R - Vous savez l'intérêt de la France pour le Proche-Orient est constant et le travail de rencontres et d'analyses est continu, qu'il ait lieu à Paris, comme on a vu récemment avec les entretiens du président et du Premier ministre avec de nombreux visiteurs de la région ou à New York, à Bruxelles ou au Proche-Orient comme ces jours-ci. Cette fois-ci, je me suis concentré sur les volets israélo-syrien, israélo-libanais. J'ai malheureusement constaté qu'en ce qui concerne la relation israélo-syrienne, les conditions qui permettraient de reprendre la négociation sur le Golan ne sont pas encore réunies.
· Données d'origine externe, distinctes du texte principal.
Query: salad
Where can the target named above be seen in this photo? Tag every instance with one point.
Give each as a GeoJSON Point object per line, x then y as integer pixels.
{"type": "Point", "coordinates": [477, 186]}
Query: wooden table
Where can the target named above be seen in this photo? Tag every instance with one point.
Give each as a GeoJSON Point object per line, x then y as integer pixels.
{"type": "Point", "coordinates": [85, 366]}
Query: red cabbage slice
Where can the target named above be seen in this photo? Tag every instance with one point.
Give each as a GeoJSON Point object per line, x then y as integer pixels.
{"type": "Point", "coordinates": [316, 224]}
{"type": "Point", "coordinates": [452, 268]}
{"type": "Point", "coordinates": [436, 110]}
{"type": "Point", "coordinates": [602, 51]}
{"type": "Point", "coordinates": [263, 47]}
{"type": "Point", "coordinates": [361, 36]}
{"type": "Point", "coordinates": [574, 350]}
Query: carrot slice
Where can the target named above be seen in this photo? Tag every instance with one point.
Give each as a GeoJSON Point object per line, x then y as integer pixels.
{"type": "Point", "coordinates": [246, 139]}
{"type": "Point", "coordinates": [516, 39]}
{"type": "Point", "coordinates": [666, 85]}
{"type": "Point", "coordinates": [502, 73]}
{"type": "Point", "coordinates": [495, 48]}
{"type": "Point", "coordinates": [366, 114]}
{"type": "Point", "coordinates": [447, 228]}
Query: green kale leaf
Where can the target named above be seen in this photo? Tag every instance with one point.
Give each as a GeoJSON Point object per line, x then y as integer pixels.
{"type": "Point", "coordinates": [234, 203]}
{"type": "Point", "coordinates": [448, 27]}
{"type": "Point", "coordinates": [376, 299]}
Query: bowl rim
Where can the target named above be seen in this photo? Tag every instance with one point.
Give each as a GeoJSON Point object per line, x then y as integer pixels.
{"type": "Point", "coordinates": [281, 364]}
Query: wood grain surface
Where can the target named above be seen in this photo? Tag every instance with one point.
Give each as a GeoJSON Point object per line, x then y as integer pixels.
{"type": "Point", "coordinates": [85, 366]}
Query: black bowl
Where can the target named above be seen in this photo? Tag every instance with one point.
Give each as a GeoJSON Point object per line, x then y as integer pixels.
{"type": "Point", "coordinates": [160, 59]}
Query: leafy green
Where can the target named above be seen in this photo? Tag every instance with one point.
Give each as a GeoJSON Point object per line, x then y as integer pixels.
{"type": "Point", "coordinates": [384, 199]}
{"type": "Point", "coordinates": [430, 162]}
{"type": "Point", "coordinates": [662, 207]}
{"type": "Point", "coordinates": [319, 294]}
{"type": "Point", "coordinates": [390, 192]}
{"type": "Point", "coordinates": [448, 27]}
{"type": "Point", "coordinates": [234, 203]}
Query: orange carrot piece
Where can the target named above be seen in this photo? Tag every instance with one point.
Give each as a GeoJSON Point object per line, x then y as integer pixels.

Quand je dis "pas encore", c'est parce que je pense qu'elles finiront par l'être. Je crois que ce préalable sera surmonté, mais aujourd'hui c'est encore un obstacle : ils ne sont pas d'accord sur ce qu'aurait promis ou envisagé M. Rabin et cette affaire n'a pas pu être surmontée ni contournée ; mais comme je crois aussi que c'est dans l'intérêt de la Syrie de récupérer le Golan et que c'est dans l'intérêt d'Israël d'arriver à un vrai règlement avec la Syrie, et qu'en même temps cela permettrait de continuer dans de bonnes conditions stables la question du retrait de l'armée israélienne du sud du Liban, il y a aussi un vrai intérêt à aboutir. Cependant, aujourd'hui il y a une sorte de situation où chacun, en quelque sorte, attend l'autre. Naturellement nous, la France, à tous les niveaux, nous les encourageons à surmonter ce préalable, de façon à ce qu'il ne devienne pas un blocage qui ne profiterait à personne. Jusqu'ici les efforts de persuasion des uns et des autres, notamment des Européens et des Américains n'ont pas abouti. Mais nous allons continuer. Cela veut dire tout simplement que ceux qui cherchent la paix ne doivent pas du tout cesser leurs efforts mais au contraire continuer.

Q - On a l'impression qu'il y a une sorte de jeu de poker ou de bras de fer entre Syriens et Israéliens au sud du Liban, est ce que vous croyez que la situation au sud du Liban et un retrait israélien unilatéral s'il ne se passe pas dans le cadre d'un accord global, peut vraiment bloquer le processus de paix?

R - Dans l'hypothèse d'un retrait unilatéral de l'armée israélienne du sud du Liban, on peut tout à fait arriver à une situation au moins aussi instable qu'aujourd'hui. C'est pour cela que nous disons depuis longtemps qu'il faut que ce retrait s'inscrive dans le cadre d'un accord entre Israël et le Liban, cela suppose un accord sur un ensemble de points, mais il faut aussi que cet accord prenne en compte le sort des Palestiniens, ils sont aujourd'hui au Liban et dans le sens inverse s'il ne peut pas y avoir un accord israélo-palestinien au détriment du Liban, donc tout est lié. On voit bien que dans cette affaire compliquée, dans cette marqueterie, dans ce puzzle qu'est la situation au Proche-Orient, il faut une vraie vision d'ensemble, il faut un travail diplomatique et politique qui prenne en compte tous les aspects. Les mesures unilatérales pourraient donner l'impression de régler tel ou tel problème particulier à court terme, mais cela serait certainement une illusion et la situation d'ensemble ne serait pas améliorée. Il faut donc relancer les différents volets, les faire avancer et essayer d'aboutir à un ensemble d'accords coordonnés qui donneront naissance au Proche-Orient en paix, c'est cela l'enjeu d'aujourd'hui.

Q - Quand vous parlez de l'ensemble des accords qui doivent être coordonnés, on a l'impression que vous revenez au début du processus de paix et au début de Madrid, comme quoi tous les volets sont liés.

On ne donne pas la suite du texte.